Culture Under Attack (Imperial War Museum)
Yesterday I went to the excellent, if rather jading, Culture Under Attack exhibition at the Imperial War Museum. I learnt about instances of the wilful destruction of cultural heritage as an act of war or oppression, from the iconic such as the detonation of the Bamiyan Buddhas in Afghanistan to the astoundingly unfamiliar such as the Nazi 'Baedeker Raids' aimed at bombing "every building in Britain marked with three stars in the Baedeker Guide" - a disturbing example of how one man's love of culture can be turned into a weapon against culture a few generations later (Baedeker's Great Britain was published 1897)
Among the most poignant things was viewing the historic acts of wreckage as ever-more details emerge of the ongoing 'culture-cide' in the Xinjiang Uygur 'Autonomous Region'. CNN had broadcast footage that very morning concerning the mass destruction of Uighur Muslim cemeteries, including an interview with Aziz, a London-based Uighur exile whose father's grave has disappeared and is under no illusions about what Beijing's policy constitutes: "We cannot live anymore with them together. Because they are committing genocide against the Uyghur people".

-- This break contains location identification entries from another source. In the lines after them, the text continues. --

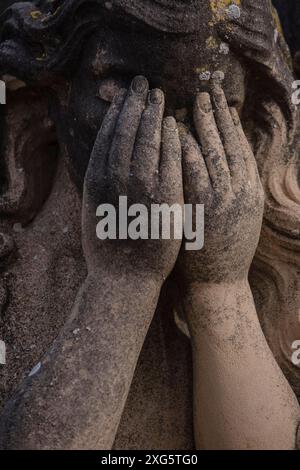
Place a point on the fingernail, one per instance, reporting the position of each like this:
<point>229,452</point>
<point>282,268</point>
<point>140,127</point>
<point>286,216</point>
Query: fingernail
<point>119,97</point>
<point>139,84</point>
<point>156,96</point>
<point>219,99</point>
<point>235,116</point>
<point>203,102</point>
<point>170,123</point>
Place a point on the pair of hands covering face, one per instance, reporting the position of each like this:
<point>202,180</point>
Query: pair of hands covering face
<point>150,159</point>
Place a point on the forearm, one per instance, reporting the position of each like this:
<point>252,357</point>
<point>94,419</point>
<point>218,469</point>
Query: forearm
<point>77,397</point>
<point>241,398</point>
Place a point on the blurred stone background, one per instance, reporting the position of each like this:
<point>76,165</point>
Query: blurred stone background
<point>289,11</point>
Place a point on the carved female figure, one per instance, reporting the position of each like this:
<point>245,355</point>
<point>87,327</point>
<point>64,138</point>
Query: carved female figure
<point>81,128</point>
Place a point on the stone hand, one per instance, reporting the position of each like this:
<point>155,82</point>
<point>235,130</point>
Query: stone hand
<point>219,171</point>
<point>137,154</point>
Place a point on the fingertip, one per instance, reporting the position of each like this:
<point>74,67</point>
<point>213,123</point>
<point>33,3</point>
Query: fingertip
<point>203,103</point>
<point>170,123</point>
<point>156,97</point>
<point>235,116</point>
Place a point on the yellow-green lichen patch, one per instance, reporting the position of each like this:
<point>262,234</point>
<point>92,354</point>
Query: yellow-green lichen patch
<point>211,43</point>
<point>218,8</point>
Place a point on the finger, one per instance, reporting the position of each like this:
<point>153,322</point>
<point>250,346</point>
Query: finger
<point>146,153</point>
<point>98,162</point>
<point>230,139</point>
<point>170,171</point>
<point>196,181</point>
<point>126,130</point>
<point>250,162</point>
<point>211,144</point>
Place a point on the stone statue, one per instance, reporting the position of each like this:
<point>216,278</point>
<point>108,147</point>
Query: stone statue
<point>145,345</point>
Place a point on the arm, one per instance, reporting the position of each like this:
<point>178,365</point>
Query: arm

To its immense credit, the exhibition doesn't shy away from the term 'genocide' either. It may seem hyperbolic but the attempt to delete a people's history is the first step to pretending they never existed in the first place. There are also some well-chosen quotes from victim and perpetrator alike telling very much the same story. Here are just two:
"We shall make this place a desert. We shall wipe it out so that it will be hard to find where Louvain used to stand. For generations, people will come here to see what we have done and it will teach them to respect Germany and to think twice before they resist her." - a German officer, Louvain, August 1914 where over a thousand buildings were destroyed, including the National and University Library along with more than 500 people in the opening month of WWI.
"[ISIS are] trying to destroy our collective memory...They want people to know that nothing was important before them." - a resident of Mosul on the orgy of destruction wrought in Mosul Museum by Daesh thugs in 2015.
The bitterness at the damage wreaked in their attempts is soothed only by with the joy that, ultimately, they failed!